El fariseo dice “gracias” pero no dice “perdón”,
y una oración que no dice perdón,
el perdón que implica el conocimiento de sí,
no puede decir verdaderamente “gracias”,
el gracias que es el reconocimiento de la gratuidad del tú.

El fariseo se mide para dividirse, para elevarse y distanciarse.
Se eleva a sí mismo despreciando al otro,
al publicano.

El fariseo olvida que el mismo Dios que dijo “no roben” o “no forniquen”,
dijo también “no juzguen”.

El fariseo está frente a Dios pero alejado del prójimo,
lo aleja juzgándolo,
y alejando al prójimo se aleja él mismo de Dios.

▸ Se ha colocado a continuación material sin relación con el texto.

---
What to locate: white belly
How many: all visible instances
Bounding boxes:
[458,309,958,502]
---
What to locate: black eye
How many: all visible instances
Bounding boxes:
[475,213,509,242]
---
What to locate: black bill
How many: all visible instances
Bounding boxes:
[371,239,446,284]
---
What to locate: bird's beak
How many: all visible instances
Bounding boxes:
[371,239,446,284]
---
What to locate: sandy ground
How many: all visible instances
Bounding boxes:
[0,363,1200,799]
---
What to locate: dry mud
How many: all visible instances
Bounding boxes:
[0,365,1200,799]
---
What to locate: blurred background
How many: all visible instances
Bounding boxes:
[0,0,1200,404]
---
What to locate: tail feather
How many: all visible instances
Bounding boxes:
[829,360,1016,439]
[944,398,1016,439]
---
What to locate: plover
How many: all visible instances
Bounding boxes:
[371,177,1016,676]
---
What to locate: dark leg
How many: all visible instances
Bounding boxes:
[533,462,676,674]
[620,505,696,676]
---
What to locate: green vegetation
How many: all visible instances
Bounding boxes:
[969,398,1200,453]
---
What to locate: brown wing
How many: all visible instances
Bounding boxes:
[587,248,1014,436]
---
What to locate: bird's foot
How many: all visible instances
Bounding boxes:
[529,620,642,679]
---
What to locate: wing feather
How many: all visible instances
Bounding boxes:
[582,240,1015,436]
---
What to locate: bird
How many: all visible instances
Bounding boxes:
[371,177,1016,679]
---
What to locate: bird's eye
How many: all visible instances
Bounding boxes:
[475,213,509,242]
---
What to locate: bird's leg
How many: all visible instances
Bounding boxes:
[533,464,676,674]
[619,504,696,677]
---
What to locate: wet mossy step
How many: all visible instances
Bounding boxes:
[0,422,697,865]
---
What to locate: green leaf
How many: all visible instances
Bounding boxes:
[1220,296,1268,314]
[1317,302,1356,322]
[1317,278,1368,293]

Dos hombres subieron al templo, o entraron a misa,
uno baja justificado y el otro no.

El fariseo sale del templo sin saber que no fue justificado,
sale tan seguro de sí como entró,
sin saber ni sospechar que quedó excluido,
que se excluyó él mismo excluyendo al hermano,
separándose de él, juzgándolo.

Quizás al otro día vuelva al templo, quizás,
como nosotros,
mañana o el próximo domingo vuelva a misa,
quizás como nosotros se crea justificado por cumplir,
por obrar por deber, por pagar con limosnas, con dar sin salir de sí…

Ni el publicano ni el fariseo, ni ustedes ni yo,
sabremos hasta el último día,
cuando la muerte parta el espejo de la vida,
si buscamos a Dios o nos buscamos a nosotros mismos en él.

Lo que la parábola deja en claro
es que nadie puede comprar ni vender la salvación,
solo podemos pedirla,
pedirla con las palabras con que el pecador la recibió:
“Dios mío, ten compasión de mí que soy pecador”,

Ten compasión de mí: hazme compasivo hacia los demás.